Flamingos at the lake Nakuru National Park.

Photo credit: File | Nation Media Group

What you need to know:

  • Lake Nakuru was traditionally viewed as a flamingo resort par excellence.
  • Millions of the birds could cover large swathes of the water body.

The pink birds are clearly in distress. The salty ribbon around the lake has disappeared, swallowed by relentless rising waters.

In the neighbouring lush grassland, buffalos stand in herds, except for one bouncing calf. From submerged homes, farms and vegetation at Lake Nakuru National Park, it is business unusual in Lake Nakuru, and the scenes of the swelling waters being witnessed are alarming.

It is a phenomenon that conservationists and researchers attribute to a 50-year cycle, which also happened in 1901 and 1963. Lake Nakuru was traditionally viewed as a flamingo resort par excellence, as millions of the birds could cover large swathes of the water body.

Few flamingos

But by the swelling shores, very few lesser flamingos now stand on their reed-thin legs with their long necks dropped down and heads inverted in the water.

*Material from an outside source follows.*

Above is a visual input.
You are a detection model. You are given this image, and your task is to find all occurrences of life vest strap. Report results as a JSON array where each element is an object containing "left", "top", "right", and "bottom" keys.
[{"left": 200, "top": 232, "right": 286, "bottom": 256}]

Lake Nakuru Deputy Senior Warden Sirman Kioko says about two decades ago, up to two million lesser and greater flamingos (a third of the world’s population) could flock the alkaline water to feed on the abundant blue-green algae cultivated by their own droppings.

However, rising water levels in recent years-also experienced in more than five other Rift Valley lakes-have caused a big drop in salinity, and the flamingos have migrated from Lake Nakuru and flocked elsewhere.

"Thousands of the flamingos migrated to other areas including Lake Bogoria, Elmenteita, Magadi and Natron (in Tanzania). The birds have been fleeing Lake Nakuru to other areas in search of food because the reduced salinity of the water, which has reduced growth of the blue-green algae, the flamingos’ main food,” said Mr Kioko.

"The water in Lake Nakuru is now too deep, and not saline enough to support the growth of the algae. The water deprives flamingos of their main food, spirulina,” he added. 

Wildlife researcher Joseph Omondi said flamingos eat insect larvae and algae that gives them their pink hue.

"High water levels shrink the birds’ ideal breeding and feeding grounds,” he said.